DiLallo: It's such an interesting company because opportunities are everywhere. They've shown that by where they've gone out and made acquisitions. You really don't know what that's going to do next other than, they're going to look for value. They're going to look for businesses that have problems right now, but through operational changes, maybe it's a new management, maybe it's just getting out from a lot of debt, whatever the case may be, they'll look for those opportunities where they can buy at the bottom of a business cycle and then ride it all the way up, and then they'll sell it as the business cycle tops out. They will look for those cyclical businesses.
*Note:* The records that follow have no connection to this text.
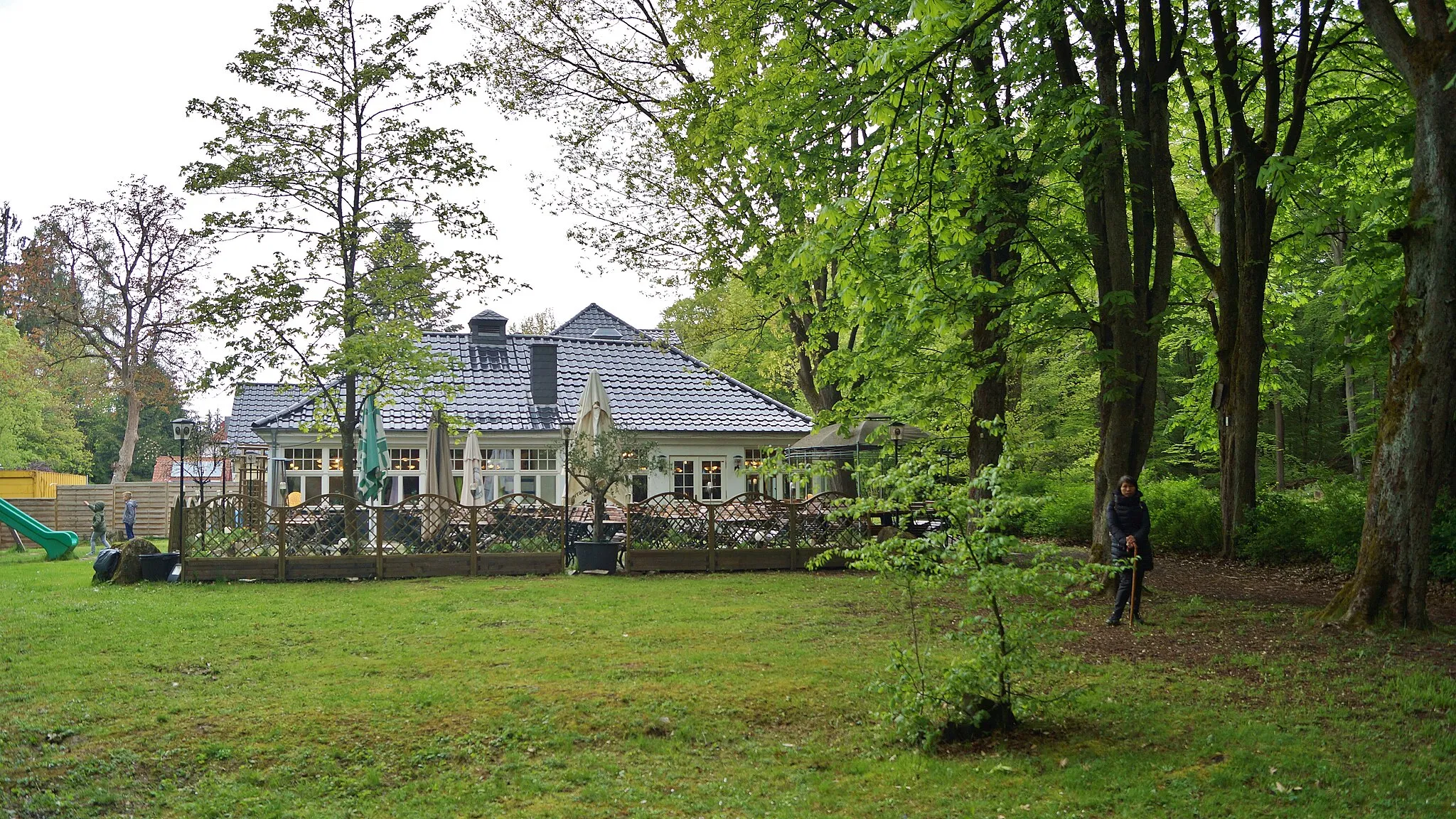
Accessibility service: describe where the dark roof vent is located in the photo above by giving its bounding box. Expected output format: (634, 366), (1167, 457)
(532, 344), (556, 407)
(471, 311), (505, 347)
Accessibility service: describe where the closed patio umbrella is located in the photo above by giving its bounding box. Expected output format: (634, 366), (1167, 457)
(421, 408), (460, 537)
(358, 395), (389, 503)
(460, 430), (486, 505)
(422, 408), (460, 500)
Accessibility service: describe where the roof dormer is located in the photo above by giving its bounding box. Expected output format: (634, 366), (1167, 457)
(471, 311), (505, 347)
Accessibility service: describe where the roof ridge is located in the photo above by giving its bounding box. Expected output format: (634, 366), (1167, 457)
(667, 344), (814, 424)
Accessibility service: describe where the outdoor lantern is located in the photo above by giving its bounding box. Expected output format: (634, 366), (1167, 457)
(172, 418), (196, 440)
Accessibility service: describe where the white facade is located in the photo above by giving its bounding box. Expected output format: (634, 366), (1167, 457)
(262, 430), (803, 504)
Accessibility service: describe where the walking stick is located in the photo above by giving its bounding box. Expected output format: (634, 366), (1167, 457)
(1131, 540), (1142, 625)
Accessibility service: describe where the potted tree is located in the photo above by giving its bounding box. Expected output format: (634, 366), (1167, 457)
(567, 427), (657, 574)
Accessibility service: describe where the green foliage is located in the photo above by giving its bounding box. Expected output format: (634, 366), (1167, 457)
(185, 0), (496, 466)
(663, 282), (805, 410)
(1140, 478), (1223, 552)
(1236, 479), (1366, 572)
(0, 318), (92, 473)
(843, 456), (1108, 749)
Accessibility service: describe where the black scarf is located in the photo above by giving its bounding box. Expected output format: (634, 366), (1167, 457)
(1113, 488), (1143, 508)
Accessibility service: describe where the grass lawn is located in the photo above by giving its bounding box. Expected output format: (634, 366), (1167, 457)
(0, 545), (1456, 819)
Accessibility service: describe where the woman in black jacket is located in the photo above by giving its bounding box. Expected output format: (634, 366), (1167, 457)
(1106, 475), (1153, 625)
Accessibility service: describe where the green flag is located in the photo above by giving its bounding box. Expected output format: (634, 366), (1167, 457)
(360, 395), (389, 501)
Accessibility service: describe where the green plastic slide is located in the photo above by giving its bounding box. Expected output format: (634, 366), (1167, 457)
(0, 500), (80, 560)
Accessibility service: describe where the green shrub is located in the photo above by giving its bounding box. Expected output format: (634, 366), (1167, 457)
(1235, 491), (1321, 565)
(1017, 481), (1093, 544)
(1305, 478), (1366, 572)
(1238, 479), (1364, 572)
(1143, 478), (1223, 552)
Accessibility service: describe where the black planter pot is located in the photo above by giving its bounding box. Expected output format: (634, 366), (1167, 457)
(572, 540), (617, 574)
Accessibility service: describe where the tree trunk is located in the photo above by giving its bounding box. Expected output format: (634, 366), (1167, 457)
(1329, 231), (1360, 478)
(1274, 392), (1284, 490)
(1053, 1), (1181, 571)
(111, 383), (141, 484)
(1325, 17), (1456, 628)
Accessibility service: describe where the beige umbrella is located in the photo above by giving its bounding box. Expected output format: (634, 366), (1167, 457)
(460, 430), (486, 505)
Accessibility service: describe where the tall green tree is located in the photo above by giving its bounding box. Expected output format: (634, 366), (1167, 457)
(1325, 0), (1456, 628)
(22, 178), (213, 484)
(0, 318), (92, 473)
(186, 0), (496, 493)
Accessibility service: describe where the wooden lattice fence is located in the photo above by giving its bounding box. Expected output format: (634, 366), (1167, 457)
(173, 494), (868, 582)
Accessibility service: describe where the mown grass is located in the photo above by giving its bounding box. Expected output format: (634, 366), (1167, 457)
(0, 555), (1456, 819)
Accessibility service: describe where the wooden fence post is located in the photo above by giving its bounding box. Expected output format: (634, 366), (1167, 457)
(703, 503), (718, 572)
(471, 505), (481, 577)
(374, 508), (385, 580)
(274, 505), (289, 583)
(621, 503), (632, 574)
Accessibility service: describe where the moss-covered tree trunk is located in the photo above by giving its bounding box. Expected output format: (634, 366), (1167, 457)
(1325, 0), (1456, 628)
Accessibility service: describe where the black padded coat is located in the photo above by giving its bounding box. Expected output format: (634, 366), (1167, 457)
(1106, 493), (1153, 572)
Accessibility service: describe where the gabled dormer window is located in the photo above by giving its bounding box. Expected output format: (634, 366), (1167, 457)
(471, 311), (505, 347)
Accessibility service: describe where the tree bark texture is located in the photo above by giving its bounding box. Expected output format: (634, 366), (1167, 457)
(111, 378), (141, 484)
(1179, 0), (1334, 558)
(1325, 0), (1456, 628)
(1053, 0), (1179, 562)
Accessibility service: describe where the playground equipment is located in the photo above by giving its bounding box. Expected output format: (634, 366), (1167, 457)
(0, 500), (80, 560)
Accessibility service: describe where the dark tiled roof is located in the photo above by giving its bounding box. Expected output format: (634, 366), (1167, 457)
(550, 301), (646, 341)
(227, 383), (307, 446)
(235, 332), (811, 434)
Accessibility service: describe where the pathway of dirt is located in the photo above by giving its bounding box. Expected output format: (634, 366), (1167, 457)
(1073, 555), (1456, 678)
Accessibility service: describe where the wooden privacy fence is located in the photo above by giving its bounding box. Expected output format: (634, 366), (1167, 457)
(0, 481), (202, 548)
(173, 494), (868, 582)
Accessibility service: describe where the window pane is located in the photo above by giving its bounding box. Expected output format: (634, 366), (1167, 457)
(673, 461), (696, 497)
(702, 461), (724, 500)
(282, 447), (323, 472)
(389, 449), (419, 472)
(521, 449), (556, 472)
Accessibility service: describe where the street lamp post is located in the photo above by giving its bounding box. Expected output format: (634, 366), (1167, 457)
(172, 418), (196, 503)
(560, 421), (572, 508)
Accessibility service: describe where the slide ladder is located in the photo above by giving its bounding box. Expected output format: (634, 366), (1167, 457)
(0, 500), (80, 560)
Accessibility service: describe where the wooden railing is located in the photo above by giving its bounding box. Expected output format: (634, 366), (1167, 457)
(172, 494), (868, 582)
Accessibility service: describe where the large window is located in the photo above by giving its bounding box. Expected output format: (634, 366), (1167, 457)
(521, 449), (556, 472)
(282, 449), (323, 472)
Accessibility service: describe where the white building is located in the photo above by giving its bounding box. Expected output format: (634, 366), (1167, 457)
(227, 304), (811, 504)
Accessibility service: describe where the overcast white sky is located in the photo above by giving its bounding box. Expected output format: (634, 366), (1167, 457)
(0, 0), (673, 412)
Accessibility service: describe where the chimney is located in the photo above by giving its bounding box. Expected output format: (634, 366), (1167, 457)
(532, 344), (556, 407)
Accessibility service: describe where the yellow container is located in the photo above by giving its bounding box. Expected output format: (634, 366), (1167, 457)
(0, 469), (86, 498)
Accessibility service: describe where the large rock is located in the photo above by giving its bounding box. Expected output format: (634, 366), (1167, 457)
(111, 537), (161, 586)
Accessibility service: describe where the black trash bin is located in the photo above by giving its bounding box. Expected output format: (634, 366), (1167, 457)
(572, 540), (617, 574)
(137, 552), (182, 583)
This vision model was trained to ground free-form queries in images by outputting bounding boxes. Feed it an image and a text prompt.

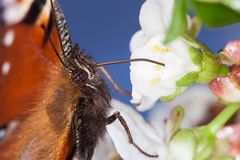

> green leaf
[176,72,198,87]
[160,87,186,102]
[213,156,236,160]
[164,0,187,44]
[191,0,240,27]
[185,17,202,38]
[188,47,203,66]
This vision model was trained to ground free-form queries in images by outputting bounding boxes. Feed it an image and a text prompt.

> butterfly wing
[0,0,76,159]
[0,1,61,126]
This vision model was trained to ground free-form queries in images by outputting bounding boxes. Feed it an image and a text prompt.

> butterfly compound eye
[71,69,88,85]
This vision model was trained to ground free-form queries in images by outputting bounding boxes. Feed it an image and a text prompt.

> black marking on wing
[21,0,46,24]
[42,12,54,46]
[52,1,72,58]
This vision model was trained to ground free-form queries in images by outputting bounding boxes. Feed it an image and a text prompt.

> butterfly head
[66,45,106,96]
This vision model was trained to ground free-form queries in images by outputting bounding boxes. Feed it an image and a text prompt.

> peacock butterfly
[0,0,162,160]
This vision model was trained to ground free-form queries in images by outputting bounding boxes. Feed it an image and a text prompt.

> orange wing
[0,0,60,126]
[0,0,75,160]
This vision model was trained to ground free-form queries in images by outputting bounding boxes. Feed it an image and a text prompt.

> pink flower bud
[222,40,240,65]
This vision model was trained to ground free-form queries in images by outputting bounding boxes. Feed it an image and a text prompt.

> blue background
[59,0,240,114]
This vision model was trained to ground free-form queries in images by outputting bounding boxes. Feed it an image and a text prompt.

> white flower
[130,0,199,111]
[107,100,195,160]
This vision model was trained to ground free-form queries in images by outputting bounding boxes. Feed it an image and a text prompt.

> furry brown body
[0,0,111,160]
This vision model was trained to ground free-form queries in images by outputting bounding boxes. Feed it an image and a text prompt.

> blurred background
[59,0,240,115]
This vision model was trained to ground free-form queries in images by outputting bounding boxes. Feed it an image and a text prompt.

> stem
[207,104,240,134]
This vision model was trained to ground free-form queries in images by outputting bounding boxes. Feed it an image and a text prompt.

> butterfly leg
[106,111,158,158]
[99,66,132,97]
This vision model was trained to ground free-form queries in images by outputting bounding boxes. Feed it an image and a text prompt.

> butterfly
[0,0,163,160]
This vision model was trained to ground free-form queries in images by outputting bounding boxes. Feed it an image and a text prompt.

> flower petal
[130,35,199,111]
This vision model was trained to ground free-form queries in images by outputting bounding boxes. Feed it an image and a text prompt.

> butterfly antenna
[96,58,165,67]
[41,24,67,67]
[50,0,72,57]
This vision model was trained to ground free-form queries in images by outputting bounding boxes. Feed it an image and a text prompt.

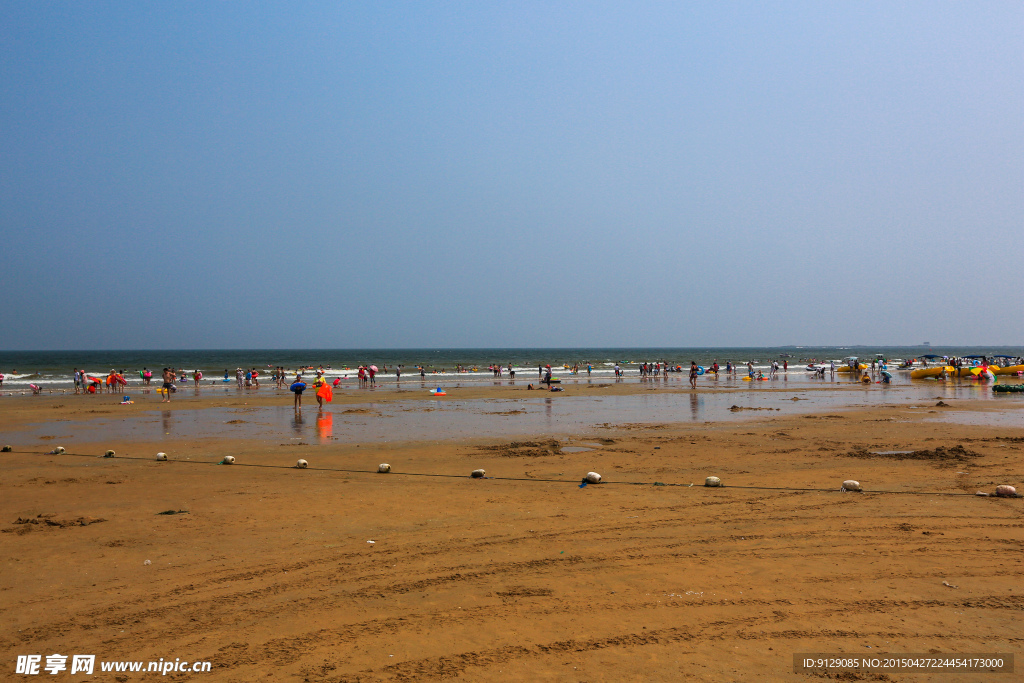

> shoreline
[0,388,1024,683]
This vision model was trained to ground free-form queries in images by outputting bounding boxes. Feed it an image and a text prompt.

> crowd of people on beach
[0,354,1024,401]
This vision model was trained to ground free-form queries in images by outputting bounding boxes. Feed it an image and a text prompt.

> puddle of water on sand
[8,378,1003,447]
[927,405,1024,427]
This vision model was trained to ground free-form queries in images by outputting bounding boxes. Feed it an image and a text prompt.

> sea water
[0,346,1024,392]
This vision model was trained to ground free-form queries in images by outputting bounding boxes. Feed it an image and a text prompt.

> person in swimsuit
[160,368,174,403]
[289,378,306,410]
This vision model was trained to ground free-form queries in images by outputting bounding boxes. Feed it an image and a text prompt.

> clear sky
[0,0,1024,349]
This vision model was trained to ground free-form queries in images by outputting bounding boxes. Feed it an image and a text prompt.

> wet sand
[0,386,1024,682]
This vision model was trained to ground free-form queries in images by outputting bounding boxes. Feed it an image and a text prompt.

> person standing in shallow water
[160,368,174,403]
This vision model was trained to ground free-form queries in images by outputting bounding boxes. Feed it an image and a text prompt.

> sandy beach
[0,384,1024,682]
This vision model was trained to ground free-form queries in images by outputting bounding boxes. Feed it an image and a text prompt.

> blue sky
[0,0,1024,349]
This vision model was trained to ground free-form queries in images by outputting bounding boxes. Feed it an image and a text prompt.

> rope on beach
[5,451,1024,498]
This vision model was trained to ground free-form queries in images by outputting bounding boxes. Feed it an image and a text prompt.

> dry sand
[0,389,1024,682]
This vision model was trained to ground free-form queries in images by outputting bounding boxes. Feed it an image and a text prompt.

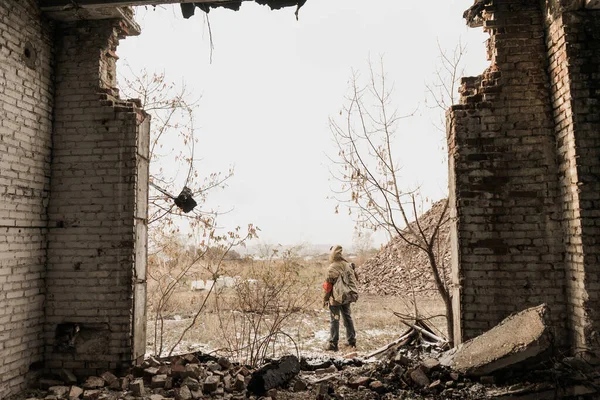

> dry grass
[147,252,445,356]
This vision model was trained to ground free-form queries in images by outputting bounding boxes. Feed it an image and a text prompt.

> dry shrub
[217,256,315,365]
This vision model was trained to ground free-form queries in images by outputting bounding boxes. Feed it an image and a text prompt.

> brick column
[448,0,567,344]
[44,20,148,374]
[0,0,54,399]
[546,1,600,358]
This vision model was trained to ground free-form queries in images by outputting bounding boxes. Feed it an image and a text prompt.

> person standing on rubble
[323,245,358,351]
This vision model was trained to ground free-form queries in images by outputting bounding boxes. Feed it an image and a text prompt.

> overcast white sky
[118,0,487,250]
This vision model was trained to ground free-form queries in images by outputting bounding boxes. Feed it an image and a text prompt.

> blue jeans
[329,303,356,346]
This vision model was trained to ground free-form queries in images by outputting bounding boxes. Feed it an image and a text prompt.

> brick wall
[44,20,148,375]
[0,0,53,398]
[448,0,567,344]
[546,7,600,356]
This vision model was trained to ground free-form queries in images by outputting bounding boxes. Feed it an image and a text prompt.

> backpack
[333,264,358,304]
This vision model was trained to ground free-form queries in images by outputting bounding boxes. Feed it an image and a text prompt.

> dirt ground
[147,291,445,357]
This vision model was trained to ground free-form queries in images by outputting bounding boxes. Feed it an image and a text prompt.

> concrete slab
[440,304,552,376]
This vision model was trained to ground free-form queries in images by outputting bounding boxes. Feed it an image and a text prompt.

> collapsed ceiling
[181,0,306,19]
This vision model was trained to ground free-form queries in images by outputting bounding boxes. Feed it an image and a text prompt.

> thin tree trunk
[427,246,454,347]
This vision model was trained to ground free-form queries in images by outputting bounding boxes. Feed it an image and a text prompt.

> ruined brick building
[0,0,600,398]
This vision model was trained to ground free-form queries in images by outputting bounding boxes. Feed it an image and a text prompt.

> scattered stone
[292,379,307,392]
[315,364,337,375]
[421,357,440,373]
[82,376,105,389]
[369,381,386,394]
[48,386,69,397]
[202,375,221,393]
[165,376,173,390]
[68,386,83,400]
[175,385,192,400]
[129,378,146,396]
[348,376,371,389]
[39,379,63,390]
[183,354,200,364]
[429,379,442,391]
[206,361,221,372]
[317,382,329,400]
[392,365,406,378]
[221,374,233,393]
[233,374,246,392]
[441,304,552,376]
[181,376,200,390]
[217,357,231,370]
[171,364,187,379]
[150,375,167,389]
[410,368,431,387]
[267,389,277,400]
[100,371,119,386]
[394,353,411,367]
[185,364,202,379]
[144,367,158,377]
[60,368,77,385]
[146,357,161,367]
[83,389,102,400]
[247,355,300,396]
[158,365,171,375]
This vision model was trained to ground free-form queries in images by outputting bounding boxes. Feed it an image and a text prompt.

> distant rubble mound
[357,199,450,297]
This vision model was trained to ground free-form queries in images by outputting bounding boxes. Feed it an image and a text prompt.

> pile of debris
[357,199,450,296]
[12,305,600,400]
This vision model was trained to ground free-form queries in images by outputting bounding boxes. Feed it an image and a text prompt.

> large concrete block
[440,304,553,376]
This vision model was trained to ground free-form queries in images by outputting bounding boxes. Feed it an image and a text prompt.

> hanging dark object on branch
[148,182,198,213]
[180,0,306,19]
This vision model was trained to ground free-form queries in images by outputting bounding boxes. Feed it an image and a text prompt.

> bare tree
[120,70,258,355]
[425,39,467,161]
[329,60,454,344]
[120,70,233,240]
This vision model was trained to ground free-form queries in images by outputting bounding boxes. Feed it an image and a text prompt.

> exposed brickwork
[546,9,600,356]
[45,20,147,374]
[448,0,600,357]
[0,0,149,398]
[0,0,53,398]
[448,0,567,343]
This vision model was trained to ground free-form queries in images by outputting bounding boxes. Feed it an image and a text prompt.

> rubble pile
[357,199,450,296]
[10,304,600,400]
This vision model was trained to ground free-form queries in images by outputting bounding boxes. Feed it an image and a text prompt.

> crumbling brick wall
[0,0,149,398]
[44,20,148,375]
[448,0,566,344]
[448,0,600,356]
[546,3,600,356]
[0,0,53,398]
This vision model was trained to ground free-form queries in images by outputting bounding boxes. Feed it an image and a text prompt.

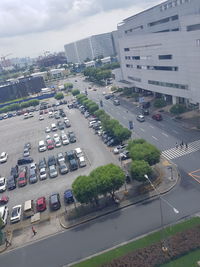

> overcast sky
[0,0,164,57]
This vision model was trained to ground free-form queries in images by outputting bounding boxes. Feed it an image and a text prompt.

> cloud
[0,0,161,38]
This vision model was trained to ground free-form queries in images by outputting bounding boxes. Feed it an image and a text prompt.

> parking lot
[0,99,119,221]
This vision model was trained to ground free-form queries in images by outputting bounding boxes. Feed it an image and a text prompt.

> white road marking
[162,133,169,137]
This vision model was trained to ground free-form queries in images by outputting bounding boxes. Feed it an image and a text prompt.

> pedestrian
[32,226,37,235]
[5,237,11,247]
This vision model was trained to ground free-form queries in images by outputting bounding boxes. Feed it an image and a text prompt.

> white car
[39,115,44,121]
[10,205,22,223]
[54,137,62,147]
[45,127,51,133]
[0,152,8,163]
[0,177,7,192]
[40,168,47,180]
[61,134,69,145]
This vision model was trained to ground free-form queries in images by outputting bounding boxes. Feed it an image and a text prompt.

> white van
[0,206,8,226]
[38,140,47,152]
[24,200,34,218]
[51,123,57,132]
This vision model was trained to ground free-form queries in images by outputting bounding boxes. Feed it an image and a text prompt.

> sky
[0,0,164,58]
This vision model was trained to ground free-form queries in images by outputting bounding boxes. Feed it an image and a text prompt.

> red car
[36,197,47,212]
[18,168,27,187]
[47,139,54,150]
[152,113,162,121]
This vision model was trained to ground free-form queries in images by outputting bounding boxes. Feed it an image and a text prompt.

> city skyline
[0,0,164,58]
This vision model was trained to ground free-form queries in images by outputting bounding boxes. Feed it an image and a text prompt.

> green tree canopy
[130,160,152,182]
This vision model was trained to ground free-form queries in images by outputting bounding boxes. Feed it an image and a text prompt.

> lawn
[73,217,200,267]
[160,249,200,267]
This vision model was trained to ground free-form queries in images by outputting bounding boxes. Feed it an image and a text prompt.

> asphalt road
[0,98,119,212]
[0,78,200,267]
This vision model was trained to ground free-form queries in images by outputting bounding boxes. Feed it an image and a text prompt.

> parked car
[10,205,22,223]
[7,175,16,190]
[57,152,65,164]
[74,147,83,158]
[17,157,33,165]
[10,165,19,179]
[47,139,54,150]
[69,159,78,171]
[23,148,30,157]
[49,165,58,178]
[38,158,47,170]
[78,156,86,168]
[136,114,145,122]
[64,189,74,204]
[48,156,56,167]
[152,113,163,121]
[36,197,47,212]
[49,193,61,210]
[0,177,7,193]
[59,161,69,174]
[39,168,47,180]
[29,169,38,184]
[68,131,76,143]
[0,152,8,163]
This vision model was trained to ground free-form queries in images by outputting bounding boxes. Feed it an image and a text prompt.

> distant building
[0,76,45,103]
[64,32,116,63]
[117,0,200,107]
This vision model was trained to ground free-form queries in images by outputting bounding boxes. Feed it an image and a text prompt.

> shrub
[154,98,167,108]
[170,104,187,115]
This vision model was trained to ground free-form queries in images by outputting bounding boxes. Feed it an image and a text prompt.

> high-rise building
[64,32,116,63]
[117,0,200,105]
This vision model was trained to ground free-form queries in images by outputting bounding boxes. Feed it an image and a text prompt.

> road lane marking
[152,135,158,141]
[162,133,169,137]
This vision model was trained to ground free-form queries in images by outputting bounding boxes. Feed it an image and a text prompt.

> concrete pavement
[0,158,180,252]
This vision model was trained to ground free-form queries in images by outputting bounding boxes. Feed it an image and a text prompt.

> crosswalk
[162,140,200,160]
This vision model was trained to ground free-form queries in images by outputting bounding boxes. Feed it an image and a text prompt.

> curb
[59,169,181,229]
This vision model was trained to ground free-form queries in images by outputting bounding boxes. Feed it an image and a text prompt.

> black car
[64,189,74,204]
[10,165,18,179]
[66,150,76,161]
[68,132,76,143]
[48,156,56,167]
[7,175,17,190]
[38,158,47,170]
[49,193,61,210]
[17,157,33,165]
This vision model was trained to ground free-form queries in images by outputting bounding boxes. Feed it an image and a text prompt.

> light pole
[144,174,179,252]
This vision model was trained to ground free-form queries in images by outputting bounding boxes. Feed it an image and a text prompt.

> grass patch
[73,217,200,267]
[160,249,200,267]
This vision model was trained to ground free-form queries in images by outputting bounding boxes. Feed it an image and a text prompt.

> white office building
[118,0,200,106]
[64,32,115,63]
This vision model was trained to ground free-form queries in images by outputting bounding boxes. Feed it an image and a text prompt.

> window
[196,39,200,46]
[187,24,200,32]
[158,55,172,60]
[148,80,188,90]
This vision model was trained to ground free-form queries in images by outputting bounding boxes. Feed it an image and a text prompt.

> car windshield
[11,208,19,217]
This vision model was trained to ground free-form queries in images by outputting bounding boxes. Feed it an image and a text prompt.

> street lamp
[144,174,179,252]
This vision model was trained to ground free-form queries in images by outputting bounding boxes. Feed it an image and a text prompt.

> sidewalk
[0,158,179,253]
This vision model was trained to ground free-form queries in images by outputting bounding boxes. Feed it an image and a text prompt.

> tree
[72,89,80,96]
[72,176,98,204]
[90,163,125,198]
[54,93,64,100]
[130,160,152,182]
[129,142,160,165]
We've seen them with oil and gas, they bought a lot of oil and gas assets in the past several years as the market downturned. Then, as conditions have gotten better, they've been starting to sell those. You're not going to get the dividend that you will in some of the other entities. It's all about capital gains here. If they do well, investors should do well as the unit price rises.
Sciple: Definitely an interesting business to be involved in it. As you mentioned, Matt, it's hard to get exposure to that as an individual investor. To get that exposure from a company like Brookfield, that as we mentioned and will continue to mention on part two of our discussion, is prudent in investing their capital, and really has a strong track record of doing that.
Any last things you want to mention before we close out part one of our discussion on the Brookfield family of companies, Matt?
DiLallo: I just think that investors should take a look at these companies. They offer a unique opportunity to invest in things that you just don't see out in the market these days.
Sciple: All right folks, make sure to tune in next week, where we'll be talking about Brookfield Infrastructure Partners and Brookfield Renewable Partners. For now, we'll leave you a "Happy Valentine's Day." We hope everyone has a fun, happy, and romantic holiday! Thanks for coming on, Matt!
DiLallo: Thank you!
Sciple: As always, people on the program may own companies discussed on the show, and The Motley Fool may have formal recommendations for or against the stocks mentioned, so don't buy or sell anything based solely on what you hear. Thanks to Rick Engdahl and Dan Boyd for their work behind the glass. For Matt DiLallo, I'm Nick Sciple. Thanks for listening and Fool on!